Nobel Prizes make schools attractive to prospective students, faculty and donors, conferring the aura of a winner. A university's roster of laureates is "probably more significant than [the college rankings in] U.S. News and World Report," said F. Sherwood Rowland, a UC Irvine professor who won the Nobel Prize for chemistry in 1995.

The fact that a school has one or more Nobel laureates is supposed to tell you something about that school. Just what it's supposed to tell you is a bit nebulous. If a university has a laureate who won the Nobel based on research done at that university, it tells you that high-powered research happens there. If a university has laureates who are still active in research, it tells you there may be opportunities for graduate students to learn from them. (Students might also learn from these luminaries in the classroom, but that's not clear from the mere presence of Nobel laureates on the faculty.) If a university was where a laureate completed his or her bachelor's degree, it tells you that an undergraduate education there is not sufficient to put people off research.
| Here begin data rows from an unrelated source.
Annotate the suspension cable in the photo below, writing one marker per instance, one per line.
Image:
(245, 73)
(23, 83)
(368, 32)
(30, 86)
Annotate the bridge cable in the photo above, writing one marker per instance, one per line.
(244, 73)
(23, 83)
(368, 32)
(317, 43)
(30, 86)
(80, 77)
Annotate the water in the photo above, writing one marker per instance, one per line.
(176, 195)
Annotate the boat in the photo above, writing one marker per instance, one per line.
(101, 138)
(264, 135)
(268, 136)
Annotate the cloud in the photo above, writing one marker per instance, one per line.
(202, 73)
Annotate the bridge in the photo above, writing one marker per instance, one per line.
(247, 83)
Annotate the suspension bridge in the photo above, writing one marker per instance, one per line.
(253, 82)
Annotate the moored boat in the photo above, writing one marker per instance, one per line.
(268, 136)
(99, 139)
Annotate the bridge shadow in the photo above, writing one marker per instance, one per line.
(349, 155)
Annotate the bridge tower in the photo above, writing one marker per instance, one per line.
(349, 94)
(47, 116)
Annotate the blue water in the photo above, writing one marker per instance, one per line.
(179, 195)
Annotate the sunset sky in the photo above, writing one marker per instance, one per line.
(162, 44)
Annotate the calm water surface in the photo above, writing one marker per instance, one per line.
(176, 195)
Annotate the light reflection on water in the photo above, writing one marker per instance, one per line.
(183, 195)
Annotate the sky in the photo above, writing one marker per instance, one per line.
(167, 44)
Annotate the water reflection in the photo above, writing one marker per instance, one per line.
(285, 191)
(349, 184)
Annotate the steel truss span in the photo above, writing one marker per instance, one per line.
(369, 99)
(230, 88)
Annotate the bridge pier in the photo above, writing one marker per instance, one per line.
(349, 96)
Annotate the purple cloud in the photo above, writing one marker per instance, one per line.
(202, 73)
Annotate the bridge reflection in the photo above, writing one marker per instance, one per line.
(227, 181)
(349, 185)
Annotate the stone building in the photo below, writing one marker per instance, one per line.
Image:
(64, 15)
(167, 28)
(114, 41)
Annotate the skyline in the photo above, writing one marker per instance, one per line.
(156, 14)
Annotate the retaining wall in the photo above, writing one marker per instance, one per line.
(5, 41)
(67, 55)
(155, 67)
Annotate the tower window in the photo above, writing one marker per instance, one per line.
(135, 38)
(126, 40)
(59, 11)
But closer inspection can tell you some other important things about a university. Some universities are the places laureates did the research recognized with Nobel prizes, while others tend to make senior hires of Nobel laureates. This tells you something not only about research conditions at the different kinds of schools but also about the philosophy for building excellent faculties (grow them yourself vs. buy them already famous). How many of a university's claimed laureates were, say, denied tenure while in the midst of their ground-breaking research? This says something about the university's receptiveness to cutting-edge ideas as well as shining a light on its standards for tenure.

Universities are reaching different audiences when they announce their Nobel body counts: students, faculty, administrators, alumni and other potential donors, funding agencies contemplating the feasibility of new research at a given institution, prospective students (and their tuition-payers), and propsective employees. For certain purposes (like securing donations for a new science building), just rolling off the list of your Nobel laureates may do the job of giving the donors warm fuzzies about the instituion. But from the point of view of presenting prospective students with an accurate picture of how their experience will be enhanced, certain ways of counting your Nobel laureates seem less than informative, if not downright deceptive. High school senior Carly Cranium might be better off knowing whether this university is one that has provided an excellent undergraduate education for Nobel laureates, or whether courses in her intended major will be taught by a Nobel laureate, or whether she'll have an opportunity to do research in a lab where prize winning research was done. Otherwise, the number of Nobel laureates ends up being a statistic with as much meaning to the prospective student as the number of acres the campus occupies and the percent of alumni who give money to the endowment.

For early-career scientists picking a suitable environment (for research, teaching, and maintaining a baseline level of sanity), it seems like the laureate count is meaningless without further information. It's nice to know a university will think fondly of you once you've won fame and fortune, but it's better still to know whether a place will nurture you before the world knows you're a star.